Polen/Ungarn – Polen und Ungarn, deren jahrhundertelange Freundschaft oft als Motor der Visegrád-Gruppe (oder V4) und generell der Initiativen zur Zusammenarbeit in Mittel- und Osteuropa (Visegrád+, Drei-Meere-Initiative) dargestellt wird, haben gegensätzliche Positionen zur Haltung gegenüber dem Krieg in der Ukraine.
Wenn Polen immer mehr Sanktionen gegen Russland fordert, bremst Ungarn (ohne jedoch zu blockieren) und widersetzt sich jeder Idee eines Embargos für durch Pipelines transportierte Kohlenwasserstoffe, von denen es abhängig ist, bzw. im Bereich der Atomkraft.
Während Polen der dritt- oder viertgrößte Waffenlieferant der Ukraine ist, die meisten Panzer an seinen östlichen Nachbarn geliefert hat und das erste Land ist, das Panzer aus westlicher Produktion (deutsche Leopard 2) geliefert hat, sowie das erste Land, das die Lieferung von Kampfflugzeugen (MiG-29 aus sowjetischer Produktion) angekündigt hat, lehnt Ungarn, das der Ukraine ansonsten umfangreiche Hilfe leistet, jegliche Waffenlieferungen ab.
Mehr noch, es lehnt es ab, dass solche von anderen Ländern gelieferten Waffen seine Grenze zur Ukraine überqueren, während Polen der wichtigste logistische Umschlagplatz für diese Waffen ist. Während Budapest einen Verhandlungsfrieden und einen sofortigen Waffenstillstand fordert und Viktor Orbán von einem Krieg zwischen zwei slawischen Ländern sprach, sind die polnischen Behörden überzeugt, dass Russland, falls es in der Ukraine siegen sollte, seinen imperialistischen Vorstoß nach Westen fortsetzen würde, beginnend mit den baltischen Staaten und Polen.
Für die Regierung von Mateusz Morawiecki scheint ein ukrainischer Sieg daher lebenswichtig zu sein, und die Besuche des ungarischen Außenministers Peter Szijjártó in Moskau (zuletzt am 11. April, um über neue Gaslieferverträge und eine Änderung des Vertrags über die Modernisierung des Atomkraftwerks Paks in Ungarn zu verhandeln) werden von den polnischen Medien als echter Verrat beschrieben. Für eine Mehrheit dieser Medien ist die Sache klar: Viktor Orbán und seine Regierung sind Freunde Putins.

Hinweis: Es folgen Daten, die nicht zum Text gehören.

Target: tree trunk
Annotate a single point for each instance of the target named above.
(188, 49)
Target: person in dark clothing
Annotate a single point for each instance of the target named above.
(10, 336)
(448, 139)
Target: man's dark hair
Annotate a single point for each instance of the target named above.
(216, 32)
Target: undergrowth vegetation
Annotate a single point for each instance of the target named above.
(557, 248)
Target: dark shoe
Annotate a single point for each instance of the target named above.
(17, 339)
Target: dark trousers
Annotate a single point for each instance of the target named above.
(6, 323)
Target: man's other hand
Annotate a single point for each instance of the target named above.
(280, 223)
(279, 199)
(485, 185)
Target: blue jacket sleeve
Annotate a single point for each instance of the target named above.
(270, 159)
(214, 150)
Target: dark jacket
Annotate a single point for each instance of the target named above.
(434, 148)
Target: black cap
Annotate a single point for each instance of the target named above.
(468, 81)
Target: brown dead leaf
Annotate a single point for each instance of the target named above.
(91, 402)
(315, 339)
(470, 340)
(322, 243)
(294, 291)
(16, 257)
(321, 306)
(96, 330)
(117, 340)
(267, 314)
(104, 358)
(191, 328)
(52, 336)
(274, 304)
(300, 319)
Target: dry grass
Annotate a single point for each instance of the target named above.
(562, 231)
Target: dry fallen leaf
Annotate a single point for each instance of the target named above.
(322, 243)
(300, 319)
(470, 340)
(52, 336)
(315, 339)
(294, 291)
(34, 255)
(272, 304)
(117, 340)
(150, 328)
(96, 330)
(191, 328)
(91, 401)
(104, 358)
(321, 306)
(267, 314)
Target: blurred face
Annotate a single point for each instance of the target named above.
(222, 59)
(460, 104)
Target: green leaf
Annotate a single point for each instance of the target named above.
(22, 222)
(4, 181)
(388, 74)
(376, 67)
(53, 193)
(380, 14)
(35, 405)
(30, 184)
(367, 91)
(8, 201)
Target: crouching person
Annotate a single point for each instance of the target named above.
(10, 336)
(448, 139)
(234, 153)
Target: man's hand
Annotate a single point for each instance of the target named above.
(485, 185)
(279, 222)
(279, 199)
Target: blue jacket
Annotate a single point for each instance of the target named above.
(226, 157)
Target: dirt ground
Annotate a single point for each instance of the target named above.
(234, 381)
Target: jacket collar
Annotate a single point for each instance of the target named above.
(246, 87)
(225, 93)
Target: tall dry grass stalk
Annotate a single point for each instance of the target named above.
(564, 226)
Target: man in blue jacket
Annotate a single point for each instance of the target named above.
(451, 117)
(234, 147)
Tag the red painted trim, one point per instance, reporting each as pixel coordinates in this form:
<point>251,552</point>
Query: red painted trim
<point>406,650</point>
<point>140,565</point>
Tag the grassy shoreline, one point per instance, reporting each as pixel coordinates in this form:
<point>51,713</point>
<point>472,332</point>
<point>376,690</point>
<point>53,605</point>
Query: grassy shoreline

Auf Seiten der ungarischen Medien erscheinen die Polen als unvorsichtig und geleitet von antirussischen Gefühlen und einem naiven Glauben an die amerikanischen Sicherheitsgarantien sowie an ein Amerika, das sich selbstlos für die Verteidigung von Demokratie und Menschenrechten in der Welt einsetze.
In dieser Hinsicht war es nicht uninteressant, dass auf einer Konferenz, die am 18. April in Warschau vom Wacław Felczak Institut für polnisch-ungarische Zusammenarbeit veranstaltet wurde, die Ergebnisse zweier Meinungsumfragen – einer polnischen und einer ungarischen – über die Entwicklung der gegenseitigen Wahrnehmung von Polen und Ungarn dargelegt wurden. Denn es gibt tatsächlich eine echte negative Entwicklung, auch wenn die gegenseitige Wahrnehmung trotz der ungünstigen Medienberichterstattung seit nunmehr über einem Jahr ganz überwiegend positiv bleibt.

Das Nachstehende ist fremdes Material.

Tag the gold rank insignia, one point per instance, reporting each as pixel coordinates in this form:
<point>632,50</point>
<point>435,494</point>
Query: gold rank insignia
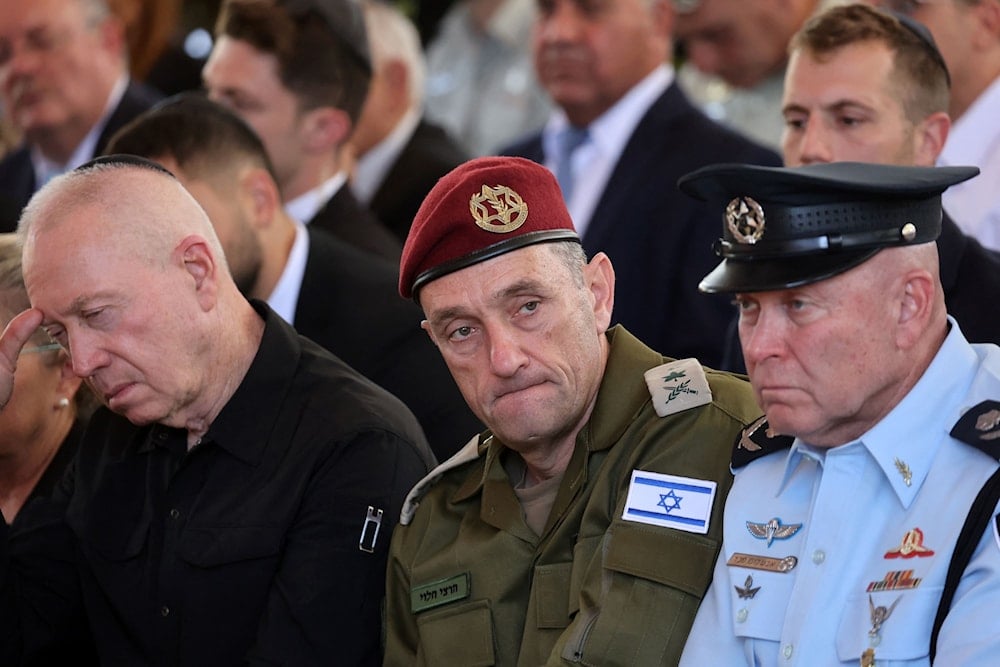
<point>912,546</point>
<point>498,209</point>
<point>748,590</point>
<point>904,470</point>
<point>745,220</point>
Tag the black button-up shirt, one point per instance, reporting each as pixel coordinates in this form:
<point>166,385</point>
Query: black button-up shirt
<point>257,546</point>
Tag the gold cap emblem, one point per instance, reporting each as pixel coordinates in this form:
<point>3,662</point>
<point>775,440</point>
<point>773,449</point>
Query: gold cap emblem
<point>498,209</point>
<point>745,219</point>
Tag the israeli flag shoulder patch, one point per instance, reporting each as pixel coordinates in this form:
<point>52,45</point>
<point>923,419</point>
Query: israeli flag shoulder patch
<point>677,386</point>
<point>670,501</point>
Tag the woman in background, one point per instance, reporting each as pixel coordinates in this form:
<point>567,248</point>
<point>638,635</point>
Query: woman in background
<point>41,425</point>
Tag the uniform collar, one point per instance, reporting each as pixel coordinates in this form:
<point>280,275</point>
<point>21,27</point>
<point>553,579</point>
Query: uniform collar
<point>906,441</point>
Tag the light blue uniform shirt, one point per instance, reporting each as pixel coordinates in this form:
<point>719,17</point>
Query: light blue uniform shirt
<point>864,532</point>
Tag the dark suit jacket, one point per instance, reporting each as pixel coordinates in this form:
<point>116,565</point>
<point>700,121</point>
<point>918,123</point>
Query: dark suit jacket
<point>347,219</point>
<point>17,175</point>
<point>970,276</point>
<point>430,154</point>
<point>348,303</point>
<point>660,240</point>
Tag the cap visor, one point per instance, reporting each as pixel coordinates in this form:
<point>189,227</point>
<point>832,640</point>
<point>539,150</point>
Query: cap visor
<point>763,275</point>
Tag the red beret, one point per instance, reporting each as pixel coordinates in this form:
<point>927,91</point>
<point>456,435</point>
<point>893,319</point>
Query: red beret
<point>482,209</point>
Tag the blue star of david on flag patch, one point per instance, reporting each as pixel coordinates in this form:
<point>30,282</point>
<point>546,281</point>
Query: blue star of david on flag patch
<point>669,501</point>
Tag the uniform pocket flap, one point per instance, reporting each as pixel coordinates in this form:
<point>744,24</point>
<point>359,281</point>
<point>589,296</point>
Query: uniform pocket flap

Es ist fraglich, was passieren wird, wenn der von Russland entfachte Krieg in der Ukraine länger dauert und die Spaltungen bestehen bleiben oder sich sogar verschärfen, aber im Moment scheint die jahrhundertealte Freundschaft, die bereits den Zweiten Weltkrieg überdauert hat, als die beiden Bruderländer auf gegnerischen Seiten standen, dem politisch-medialen Sturm standzuhalten.

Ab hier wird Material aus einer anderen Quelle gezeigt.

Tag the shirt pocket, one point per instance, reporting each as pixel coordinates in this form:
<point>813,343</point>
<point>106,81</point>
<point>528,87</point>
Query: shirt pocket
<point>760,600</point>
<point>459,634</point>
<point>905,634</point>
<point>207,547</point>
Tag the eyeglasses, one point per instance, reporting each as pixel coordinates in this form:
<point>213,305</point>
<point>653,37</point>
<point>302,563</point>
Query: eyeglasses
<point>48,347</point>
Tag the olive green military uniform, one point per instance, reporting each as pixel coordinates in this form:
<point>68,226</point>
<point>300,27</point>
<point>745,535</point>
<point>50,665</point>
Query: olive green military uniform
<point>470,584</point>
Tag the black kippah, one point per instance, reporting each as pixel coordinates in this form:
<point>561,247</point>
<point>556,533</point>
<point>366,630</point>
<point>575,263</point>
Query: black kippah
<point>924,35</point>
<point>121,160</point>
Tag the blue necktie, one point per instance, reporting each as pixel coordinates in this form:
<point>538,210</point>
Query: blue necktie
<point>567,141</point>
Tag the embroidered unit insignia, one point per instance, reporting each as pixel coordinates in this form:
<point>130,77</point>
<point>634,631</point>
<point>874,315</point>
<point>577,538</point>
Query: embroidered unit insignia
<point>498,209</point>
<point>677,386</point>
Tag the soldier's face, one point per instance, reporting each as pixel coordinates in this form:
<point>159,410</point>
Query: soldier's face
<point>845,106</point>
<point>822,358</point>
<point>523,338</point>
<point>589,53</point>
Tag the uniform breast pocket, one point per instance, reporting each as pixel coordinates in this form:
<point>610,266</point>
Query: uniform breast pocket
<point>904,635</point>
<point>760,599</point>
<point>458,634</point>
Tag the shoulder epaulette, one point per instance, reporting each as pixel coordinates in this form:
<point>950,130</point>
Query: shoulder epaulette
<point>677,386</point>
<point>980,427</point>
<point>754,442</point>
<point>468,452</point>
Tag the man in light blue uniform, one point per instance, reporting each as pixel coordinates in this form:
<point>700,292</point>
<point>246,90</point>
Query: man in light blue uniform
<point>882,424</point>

Eine Konferenz über die EU-Reform aus der Sicht der V4
Die besagte Konferenz trug den Titel „EU-Reform, die Bedürfnisse und unsere Möglichkeiten – die tschechische, slowakische, polnische und ungarische Perspektive“. Mehrere Think-Tanks aus den vier Visegrád-Ländern waren vertreten, außerdem war die Koordinatorin für internationale Angelegenheiten von Balázs Orbán anwesend – der selbst im vergangenen November im Warschauer Felczak-Institut war, um den Polen das ungarische strategische Denken vorzustellen, und der im Rang eines Staatssekretärs politischer Direktor im Kabinett von Viktor Orbán ist –, sowie auf polnischer Seite die Anwesenheit von Minister Marek Kuchciński, dem Leiter der Staatskanzlei von Ministerpräsident Mateusz Morawiecki.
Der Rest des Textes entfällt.